第4派閥の会長だった岸田文雄氏は、2021年の自民党総裁選で第2派閥を率いる麻生太郎氏に担がれて勝利し、第100代首相に就任した。第3派閥の茂木派を加え、岸田総裁―麻生副総裁―茂木敏充幹事長が自民党中枢ラインを占める「三頭政治」で統治してきた。

しかし、麻生・茂木・岸田の主流3派だけでは自民党内の過半数に達しない。最大派閥・安倍派は安倍晋三元首相が銃撃されて急逝した後、「5人衆」と呼ばれる派閥幹部の集団指導体制となっていた。

そこで、5人衆の萩生田光一氏を政調会長に、西村康稔氏を経済産業相に、松野博一氏を官房長官に、世耕弘成氏を参院幹事長に、高木毅氏を国会対策委員長に起用し、主流派に取り込んだ。一方で、第5派閥の二階俊博元幹事長や無派閥議員を束ねる菅義偉前首相を干し上げてきたのである。

岸田首相は政権の「生みの親」である麻生氏に頭が上がらず、いわば傀儡政権だった。最大派閥を率いる安倍氏が他界した後、麻生氏は従前に増して突出したキングメーカーとして振る舞うようになり、重要な政治決定の際は岸田首相を自民党本部へ呼びつけた。

さらには茂木氏をポスト岸田の一番手として重用し、岸田・麻生会談に同席させ、「三頭政治」で岸田政権を思うままに操ってきたのである。

「三頭政治」に生まれつつある亀裂

岸田首相は在任期間が長期化するにつれ、不満を募らせた。特に首相の座を脅かす存在として茂木氏への警戒感を強め、麻生氏主導の「三頭政治」から脱却を探り始めた。

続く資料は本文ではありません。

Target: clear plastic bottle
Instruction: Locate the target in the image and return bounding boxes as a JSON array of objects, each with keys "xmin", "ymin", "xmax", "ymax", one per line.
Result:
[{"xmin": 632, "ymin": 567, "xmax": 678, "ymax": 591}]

昨年9月の内閣改造・党役員人事では茂木氏を幹事長から外し、後継に小渕優子氏(現選挙対策委員長)や森山裕氏(現総務会長)の起用を画策したが、土壇場で麻生氏に猛反対されて断念し、茂木氏を渋々留任させた。麻生氏から初めて自立を試みたが、失敗したのだ。

自民党副総裁の麻生太郎氏。写真は菅内閣副総理時代のもの。(写真=内閣官房内閣広報室/CC-BY-4.0/Wikimedia Commons

岸田首相はあきらめなかった。その後、財務相を長く務めた麻生氏の反対を振り切って所得税減税を強行し、両者の関係は軋んだ。

内閣支持率の続落を受け、麻生氏は今年9月の自民党総裁選で岸田再選を後押しする戦略を転換し、今春の予算成立と訪米を花道に岸田首相を退陣させ、緊急の総裁選で茂木氏を擁立して主流3派体制を維持したまま政権を移行させる構想を探り始めた。

麻生氏の最大の政敵は、今は非主流派に転落している菅氏だ。菅氏はマスコミの世論調査で「次の首相」トップに返り咲いた無派閥の石破茂元幹事長を総裁選に担ぎ出し、安倍派や二階派を取り込んで、麻生氏ら主流3派に対抗する戦略を描いてきた。

岸田首相が総裁任期満了の9月まで続投すれば、一般党員も投票する形式で総裁選が行われ、世論の人気も党内の支持もパッとしない茂木氏では石破氏にかないそうにない。他方、総裁が任期途中に辞任した場合の緊急の総裁選は、一般党員が参加せず、国会議員と都道府県連代表による投票となる。それなら派閥主導の多数派工作で茂木氏を勝利に導くことが可能だ――。麻生氏が岸田首相に3月退陣を促すのは、そうした事情からだった。